Preheat oven to 180°C, and line baking trays with paper.

Beat together butter, sugars and vanilla until the mixture is pale.

Add a lightly beaten egg and beat some more until it is well combined.

Sift in flour and mix well with a wooden spoon. Then, using clean hands, mix/knead the dough until it all comes together.

Add in half the ‘mix ins’ and continue to mix with your hands. Keep adding more until the mixture won't take any more. You know you've put in enough when you try to fold in some more and others fall out.

Shape the dough into small balls and place on prepared oven trays, allowing a little room for them to spread.
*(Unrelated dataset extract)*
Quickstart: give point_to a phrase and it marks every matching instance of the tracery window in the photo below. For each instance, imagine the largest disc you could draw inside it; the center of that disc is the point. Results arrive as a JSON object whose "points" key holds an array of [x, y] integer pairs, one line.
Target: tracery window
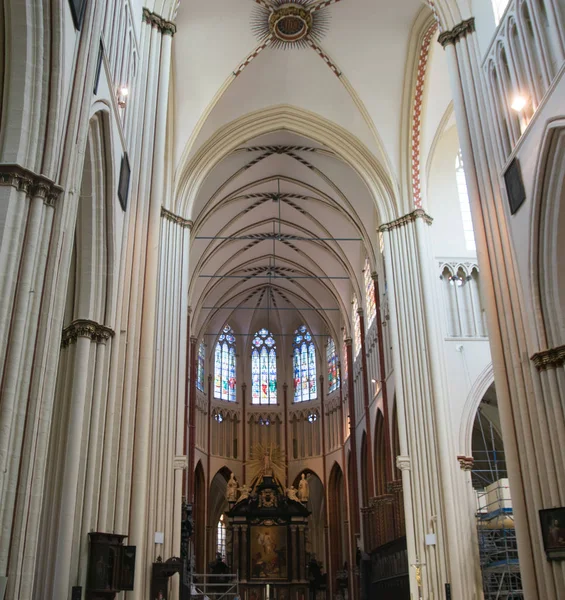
{"points": [[221, 538], [200, 368], [369, 295], [464, 203], [224, 366], [264, 369], [333, 367], [356, 326], [304, 364], [498, 7]]}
Bake for 10-12 minutes; they will still look pale and a little uncooked when they should be taken out. A good way to tell is the bases will be a little browned, but the top of the cookie won't look set (mine in the photo above are a little overcooked...). Take them out of the oven and allow to cool on the trays for 5 minutes before moving to a cooling rack.

Variations:

  • White Choc & Macadamia (the original) – ¾ cup each of white chocolate chips & roughly chopped macadamia pieces
  • m&m Choc Chip - ¾ cup each of chocolate chips & m&m’s
  • Chocolate cookies – replace ½ cup of flour with cocoa powder

Also worth remembering that the dough freezes really well. You can just keep a ‘log’ in the freezer wrapped in glad-wrap, and slice rounds off to bake as you need. And look like a domestic goddess with freshly baking cookies at a moments notice!

Please let me know if you make these cookies – I’d love to hear what variation you come up with!